Parametric Instability of Classical Yang-Mills Fields in an Expanding Geometry

TL;DR

This paper studies the parametric instability of classical Yang-Mills fields in an expanding geometry, revealing how fluctuations grow exponentially and potentially influence thermalization in heavy-ion collisions.

Contribution

It introduces a conformal coordinate approach to analyze the instability of Yang-Mills fields in an expanding background, highlighting the growth of fluctuations with finite momenta.

Findings

Finite longitudinal momenta fluctuations grow exponentially due to parametric instability.

Finite transverse momenta fluctuations can also become unstable but are limited to small momenta.

Unstable modes grow early and may impact thermalization in heavy-ion collisions.

Abstract

We investigate the instability of classical Yang-Mills field in an expanding geometry under a color magnetic background field within the linear regime.
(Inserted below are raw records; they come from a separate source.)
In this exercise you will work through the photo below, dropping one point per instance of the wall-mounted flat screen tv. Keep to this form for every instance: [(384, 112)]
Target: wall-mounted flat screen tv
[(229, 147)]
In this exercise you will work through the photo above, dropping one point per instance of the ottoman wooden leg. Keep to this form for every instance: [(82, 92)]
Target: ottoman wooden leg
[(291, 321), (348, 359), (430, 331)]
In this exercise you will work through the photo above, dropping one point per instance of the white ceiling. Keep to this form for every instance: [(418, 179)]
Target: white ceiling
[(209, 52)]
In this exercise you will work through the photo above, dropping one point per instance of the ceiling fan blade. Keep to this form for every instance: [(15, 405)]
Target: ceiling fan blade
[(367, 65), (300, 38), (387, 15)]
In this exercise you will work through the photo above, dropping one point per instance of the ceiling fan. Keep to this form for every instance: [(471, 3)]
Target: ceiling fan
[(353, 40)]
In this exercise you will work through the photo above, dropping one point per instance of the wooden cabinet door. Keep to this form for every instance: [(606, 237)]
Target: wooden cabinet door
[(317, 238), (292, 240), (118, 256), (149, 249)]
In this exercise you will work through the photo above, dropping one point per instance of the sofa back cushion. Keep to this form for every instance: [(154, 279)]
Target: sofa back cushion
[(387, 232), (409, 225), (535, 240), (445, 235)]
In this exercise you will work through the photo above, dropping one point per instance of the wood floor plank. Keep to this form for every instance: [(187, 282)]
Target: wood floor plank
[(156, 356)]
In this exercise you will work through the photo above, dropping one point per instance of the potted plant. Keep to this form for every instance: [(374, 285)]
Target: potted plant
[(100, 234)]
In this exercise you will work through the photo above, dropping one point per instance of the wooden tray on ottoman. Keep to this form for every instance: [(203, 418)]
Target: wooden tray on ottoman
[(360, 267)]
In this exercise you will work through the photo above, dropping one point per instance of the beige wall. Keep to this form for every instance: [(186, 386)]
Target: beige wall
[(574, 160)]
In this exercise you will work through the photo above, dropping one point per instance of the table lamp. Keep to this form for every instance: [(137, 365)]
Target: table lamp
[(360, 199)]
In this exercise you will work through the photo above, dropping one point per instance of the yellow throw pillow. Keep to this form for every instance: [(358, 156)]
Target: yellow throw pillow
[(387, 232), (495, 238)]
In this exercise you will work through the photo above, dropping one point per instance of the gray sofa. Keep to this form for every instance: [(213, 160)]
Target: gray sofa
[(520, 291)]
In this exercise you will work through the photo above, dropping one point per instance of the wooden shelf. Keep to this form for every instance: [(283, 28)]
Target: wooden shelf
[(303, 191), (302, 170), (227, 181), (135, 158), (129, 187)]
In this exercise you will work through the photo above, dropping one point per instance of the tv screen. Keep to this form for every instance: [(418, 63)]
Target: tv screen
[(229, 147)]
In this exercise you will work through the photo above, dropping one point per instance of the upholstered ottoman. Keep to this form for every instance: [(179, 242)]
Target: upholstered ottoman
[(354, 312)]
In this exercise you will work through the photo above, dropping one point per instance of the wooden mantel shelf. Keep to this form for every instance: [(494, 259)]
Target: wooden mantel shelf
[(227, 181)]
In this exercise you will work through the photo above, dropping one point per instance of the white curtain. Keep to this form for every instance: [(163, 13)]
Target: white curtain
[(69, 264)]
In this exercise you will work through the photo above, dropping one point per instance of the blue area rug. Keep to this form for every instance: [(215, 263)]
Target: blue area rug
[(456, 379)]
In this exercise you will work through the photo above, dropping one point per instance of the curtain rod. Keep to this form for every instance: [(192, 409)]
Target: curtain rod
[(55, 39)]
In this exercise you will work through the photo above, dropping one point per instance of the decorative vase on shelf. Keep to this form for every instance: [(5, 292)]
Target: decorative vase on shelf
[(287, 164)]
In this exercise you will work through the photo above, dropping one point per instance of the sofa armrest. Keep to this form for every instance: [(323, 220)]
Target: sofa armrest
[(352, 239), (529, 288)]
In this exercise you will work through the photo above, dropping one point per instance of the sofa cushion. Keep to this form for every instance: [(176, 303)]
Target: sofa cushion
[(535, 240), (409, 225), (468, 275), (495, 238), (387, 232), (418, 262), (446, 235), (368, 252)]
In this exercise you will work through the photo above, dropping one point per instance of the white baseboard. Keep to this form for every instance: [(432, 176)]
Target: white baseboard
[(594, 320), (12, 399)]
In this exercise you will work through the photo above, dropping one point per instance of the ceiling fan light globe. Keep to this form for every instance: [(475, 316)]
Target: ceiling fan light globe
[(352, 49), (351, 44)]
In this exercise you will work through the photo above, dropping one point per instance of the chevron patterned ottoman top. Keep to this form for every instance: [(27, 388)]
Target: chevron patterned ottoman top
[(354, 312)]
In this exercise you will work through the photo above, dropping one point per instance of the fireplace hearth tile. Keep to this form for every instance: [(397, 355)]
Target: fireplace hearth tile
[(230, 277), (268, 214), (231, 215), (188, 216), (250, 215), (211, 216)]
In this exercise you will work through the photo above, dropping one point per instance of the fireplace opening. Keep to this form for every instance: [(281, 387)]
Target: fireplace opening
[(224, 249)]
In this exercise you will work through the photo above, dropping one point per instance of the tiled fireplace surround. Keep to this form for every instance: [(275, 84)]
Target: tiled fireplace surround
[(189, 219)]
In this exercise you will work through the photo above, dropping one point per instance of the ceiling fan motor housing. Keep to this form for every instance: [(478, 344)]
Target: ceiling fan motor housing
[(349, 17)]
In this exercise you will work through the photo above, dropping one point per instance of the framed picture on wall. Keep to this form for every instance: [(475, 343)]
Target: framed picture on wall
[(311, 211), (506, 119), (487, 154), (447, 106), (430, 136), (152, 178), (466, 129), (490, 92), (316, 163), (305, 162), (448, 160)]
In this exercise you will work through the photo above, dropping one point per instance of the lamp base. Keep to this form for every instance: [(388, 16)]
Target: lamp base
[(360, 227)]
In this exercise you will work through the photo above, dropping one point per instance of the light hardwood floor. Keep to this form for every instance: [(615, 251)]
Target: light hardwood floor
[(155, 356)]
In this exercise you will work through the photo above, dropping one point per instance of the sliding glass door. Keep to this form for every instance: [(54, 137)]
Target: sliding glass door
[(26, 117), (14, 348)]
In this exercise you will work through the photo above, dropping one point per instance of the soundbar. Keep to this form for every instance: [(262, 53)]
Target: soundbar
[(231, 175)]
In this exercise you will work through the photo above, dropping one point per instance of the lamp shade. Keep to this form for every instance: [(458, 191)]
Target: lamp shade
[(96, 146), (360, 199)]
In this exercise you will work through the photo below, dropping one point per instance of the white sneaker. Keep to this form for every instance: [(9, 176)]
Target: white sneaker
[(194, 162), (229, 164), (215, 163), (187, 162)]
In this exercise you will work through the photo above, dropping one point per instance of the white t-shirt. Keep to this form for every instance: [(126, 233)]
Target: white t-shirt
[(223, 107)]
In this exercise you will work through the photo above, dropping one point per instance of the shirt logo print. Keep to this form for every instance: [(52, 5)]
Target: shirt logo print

We consider homogeneous, boost-invariant and time-dependent color magnetic fields simulating the glasma configuration. We introduce the conformal coordinates which enable us to map an expanding problem approximately into a nonexpanding problem. We find that the fluctuations with finite longitudinal momenta can grow exponentially due to parametric instability. Fluctuations with finite transverse momenta can also show parametric instability, but their momenta are restricted to be small. The most unstable modes start to grow exponentially in the early stage of the dynamics and they may affect the thermalization in heavy-ion collisions.